Britain, he adds, has embraced light roast because it has adopted the argument that you want to taste the bean, not the roast. A trend? I ask. Could it go the other way?
Jonathan Morris shrugs. He has no crystal ball. His recommendation for me is to find the darkest blend I can and focus on grinding to the right size. And if that doesn’t work, trot to the nearest café.
In the center of Cambridge is a square, and in that square is an open-air market that dates back to the Saxons. For decades, Michael Matthew has sold coffee and loose-leaf tea from his market stall, and for decades he has served as this university town’s expert on both products.
He’s a pale man, with thinning brown hair and glasses, so soft-spoken that one has to lean over the rows of Uganda Robusta, Brazil Santos, and Gunpowder Green to catch a word. He nods approvingly when customers decline his offer to grind beans. Beans, he knows, should always be ground just minutes before brewing. Once air hits the grounds, good-bye flavor. He’s an encyclopedia, describing the floral, citrus, nutty aromas, flavors. He sweeps his hand over Dark Continental when asked for the strongest blend.
He’s bemused by what I call Britain’s infatuation with coffee, since as far as he is concerned, Britain has always drunk coffee, or at least his coffee. On a drizzly Friday morning, he pours the Dark Continental beans on to the scale, then a few more, eyeing the ounces. “People buy what they like,” he says. Dark beans are favorites in the winter, and lighter roasts sell in the summer. That I prefer dark roast, doesn’t generate a twitch.
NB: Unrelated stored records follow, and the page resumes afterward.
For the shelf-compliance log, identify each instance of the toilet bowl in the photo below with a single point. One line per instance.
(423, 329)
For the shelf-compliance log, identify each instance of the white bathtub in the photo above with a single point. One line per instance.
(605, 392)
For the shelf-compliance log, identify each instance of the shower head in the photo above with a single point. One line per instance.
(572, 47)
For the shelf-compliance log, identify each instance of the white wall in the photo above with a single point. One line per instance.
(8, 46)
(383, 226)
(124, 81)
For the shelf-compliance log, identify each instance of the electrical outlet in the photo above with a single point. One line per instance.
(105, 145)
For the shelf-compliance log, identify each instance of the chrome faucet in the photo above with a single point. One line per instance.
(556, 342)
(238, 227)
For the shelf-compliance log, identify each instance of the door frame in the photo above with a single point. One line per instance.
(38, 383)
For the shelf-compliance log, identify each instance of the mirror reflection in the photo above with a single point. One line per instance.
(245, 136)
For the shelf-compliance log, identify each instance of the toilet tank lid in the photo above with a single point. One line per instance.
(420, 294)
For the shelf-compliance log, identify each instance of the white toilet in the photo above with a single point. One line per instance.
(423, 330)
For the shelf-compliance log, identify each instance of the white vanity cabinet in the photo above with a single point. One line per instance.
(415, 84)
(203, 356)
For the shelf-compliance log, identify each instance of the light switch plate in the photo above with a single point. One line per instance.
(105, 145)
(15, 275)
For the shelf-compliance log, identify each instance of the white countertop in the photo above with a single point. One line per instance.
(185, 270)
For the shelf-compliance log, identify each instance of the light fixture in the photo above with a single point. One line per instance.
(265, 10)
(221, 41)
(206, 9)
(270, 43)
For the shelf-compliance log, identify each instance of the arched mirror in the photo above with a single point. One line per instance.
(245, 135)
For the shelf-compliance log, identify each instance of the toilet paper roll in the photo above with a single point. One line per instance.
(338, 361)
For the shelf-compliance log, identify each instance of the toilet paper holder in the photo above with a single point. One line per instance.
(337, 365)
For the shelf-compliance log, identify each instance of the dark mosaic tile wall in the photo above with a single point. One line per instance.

And why should it? I realize as I watch him fasten the bag. If my grandmother refused to compromise her taste for the fashion of her adopted country, why must I? I have embraced much of my temporary home’s habits, from pub life to apologies. I queue patiently in the check-out. Isn’t it okay to savor Michael Matthew’s dark brew guilt-free?
Handing me my bag of Dark Continental, the oil already soaking through the paper, Michael Matthew says, smiling shyly, “Drink what you like.”